Maliyet

Bölücü teröristler ve onlara destek olarak  “insani refleks”,  “çocukları anlamak lazım” gibi bahaneler üreten BDP’liler kimlerin maşası olup elaleme neler kazandırdıklarının farkındalar mı acaba? Hakkari'nin Şemdinli ilçesine giderken yolda silahlı cinayet şebekesi PKK'lı teröristlerle öpüşüp kucaklaşan BDP'li milletvekilleri Gülten Kışanak, Ertuğrul Kürkçü, Sebahat Tuncer, Esat Canan, Adil Kurt, Nazmi Gür, Halil Aksoy, Hüsamettin Zenderlioğlu ile Aysel Tuğluk ve konvoyda bulunanlar, o hazin tablo içinde sırıtırlarken kendi gelecekleri dahil bu milletin ödediği bedelin ne kadar ağır olduğunu hiç hesaplayabiliyorlar mı?

Binlerce insanımızın akan kanı ve geride kalanların gözyaşları sel olurken ülke bütçesinden harcanan trilyonların hesabı elbette önemsiz olacak desek te ödenen ekonomik bedelin geleceğimizden çalınmış olduğunu hiç unutmamalıyız.  Başta batı dünyası hiçbir ülke PKK’lı teröristlere karakaşı kara gözü için destek vermiyor. Hepsinin siyasi, askeri ve ekonomik bir hesabı var. Analar ağlamasın, gözyaşı dinsin derken silah üreticilerinin karları artsın, küresel güçlerin ekonomileri batmasın mı demek istiyorlar. Dikkat edin güçlü devletlerin ekonomileri zora girdiğinde hep bir yerlerde savaş olur.

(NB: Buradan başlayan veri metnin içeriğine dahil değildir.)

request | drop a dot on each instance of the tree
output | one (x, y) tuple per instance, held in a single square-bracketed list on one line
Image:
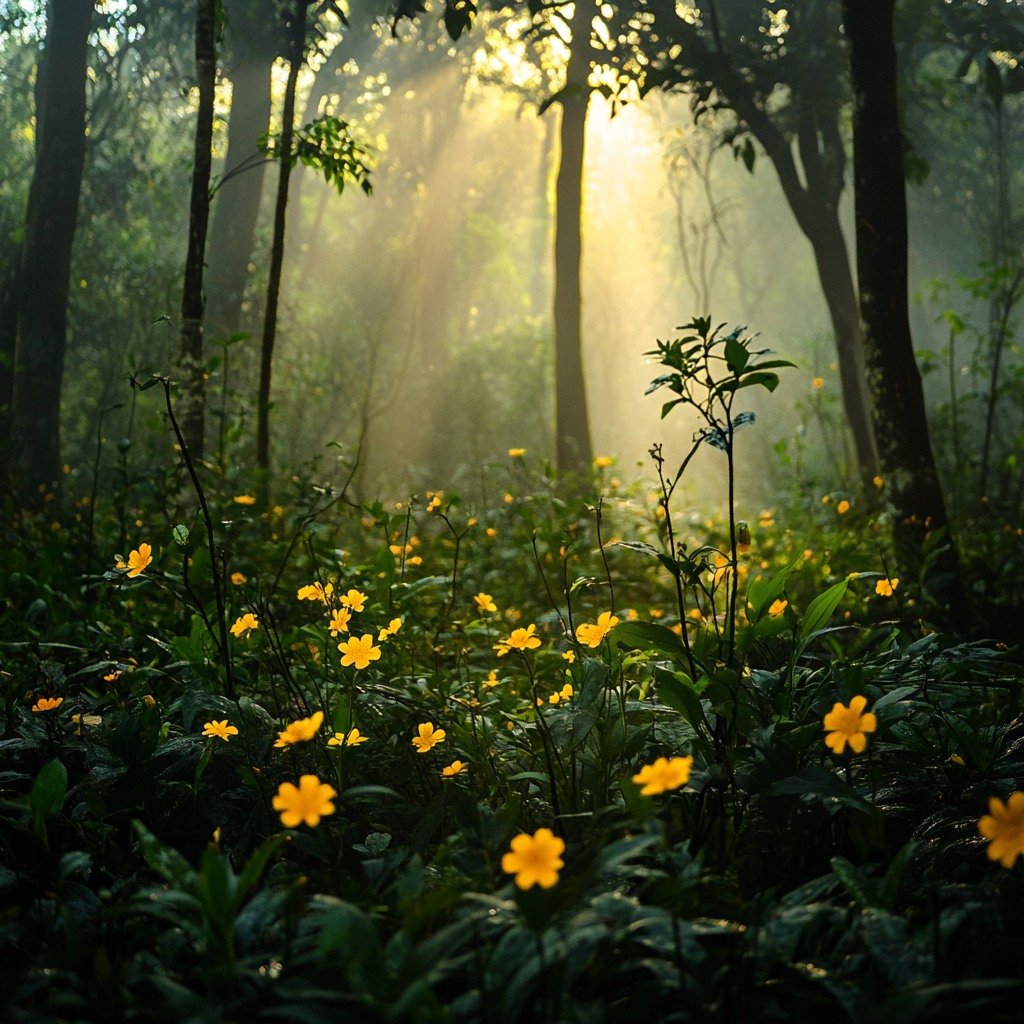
[(49, 235), (880, 197), (252, 37), (781, 75), (571, 426), (192, 360)]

Çünkü duran fabrikalar ve yavaşlayan ekonomiler, silah ve teknolojik teçhizat satışlarıyla çalışır, işsizlik azalır, savaşan ülkelere ihracatla döviz girdileri artar, şirketlerin kasasına para girdikçe vergiler yoluyla devlet gelirleri artar, üretici ülke zenginleşir, halkın refah düzeyi artar. Çatışmaların olduğu ülkelerde ise silaha harcanan paralar nedeniyle ülke kalkınmasına, yatırımlara, eğitimine, sağlık hizmetlerine ve refahın arttırılmasına yeteri kadar kaynak ayrılamayacağı için sıkıntılar sürerken, dış borçlar sürekli artar. Bu bir kısır döngüdür, sürekli borçlanarak, borcu borçla ödeyerek gelecek kuşaklar ipotek altına alınır.

 

ORTADOĞU’DAKİ KARIŞIKLIK ABD’YE YARADI

 

Örnek mi istiyorsunuz, alın size 28 Ağustos 2012 tarihli çok güncel bir gazete haberi. “New York Times gazetesinin haberine göre, Ortadoğu'daki karışıklık ABD'ye yaradı. ABD 2010 yılında 21,4 milyar dolar olan silah satışını 2011'de üçe katlayarak 66,3 dolara çıkardı.” Dünya silah ticaretinde ilk sırada yer alan ABD'nin ardından ikinci sırayı son krizde Suriye’yi destekleyen Rusya aldı. Bu kapsamda Rusya'nın yaptığı silah ihracatı ise 4,8 milyar dolar oldu. En fazla silah satan üçüncü ülke ise Almanya olmuş. Binlerce insanını bölücü teröre kurban vermiş, ekonomisi, huzuru, dış politikası terör yoluyla ipotek altına alınmış olan Türkiye’de demokrasi ve özgürlük palavralarıyla, terörü destekleyip teşvik edenlerin bu gerçekleri bilmemesi imkânsızdır. Eğer 1984’ten beri süren bölücü terör olmasa Türkiye’nin ekonomik zenginliğinin ne olabileceğini hiç düşündünüz mü? İçte ise terörün çok dikkat edilmeyen başka bir boyutu vardır. Çünkü bu iş zamanla siyasi, sosyal, ekonomik boyutları olan bir sektöre dönüşür.  Prof. Dr. Deniz Ülke Arıboğan’ın Akşam Gazetesi’ndeki köşe yazısında belirttiği gibi;“Yüz binlerce insanın geçim kaynağı haline geldiğini biliyor muyuz bu sürecin? Terörle mücadele vesilesiyle 70 bin korucunun maaşa bağlandığını, milyarlarca dolarlık kaçakçılığa göz yumulduğunu, uyuşturucu trafiğinin beslendiğini, silah satışlarının tetiklendiğini, insanların prestij ve makam elde ettiğini de görüyor muyuz? Diğer taraftan kendisine özgürlük savaşçısı süsü verenlerin uyuşturucu paralarından, kestikleri haraçtan, istihbarat servisleriyle el ele yürüyüşlerinden edindikleri kazanımları hesaba döküyor muyuz? Bu yolla siyasi kimlik edinenler, şöhrete kavuşanlar, parasının hesabını bile yapamayacak durumda olanlar da cabası.” Yine Arıboğan herkese ibret olacak güzel bir tespitte bulunmuş; “Terörün, bazı azınlıkları çoğunluğun kanıyla beslemenin dışında bir işlevi yoktur. Terörle ne devlet kurulur, ne ülke bölünür, ne hak elde edilir. Buna karşın zengin olunur, prestij ve oy kazanılır, güç devşirilir.”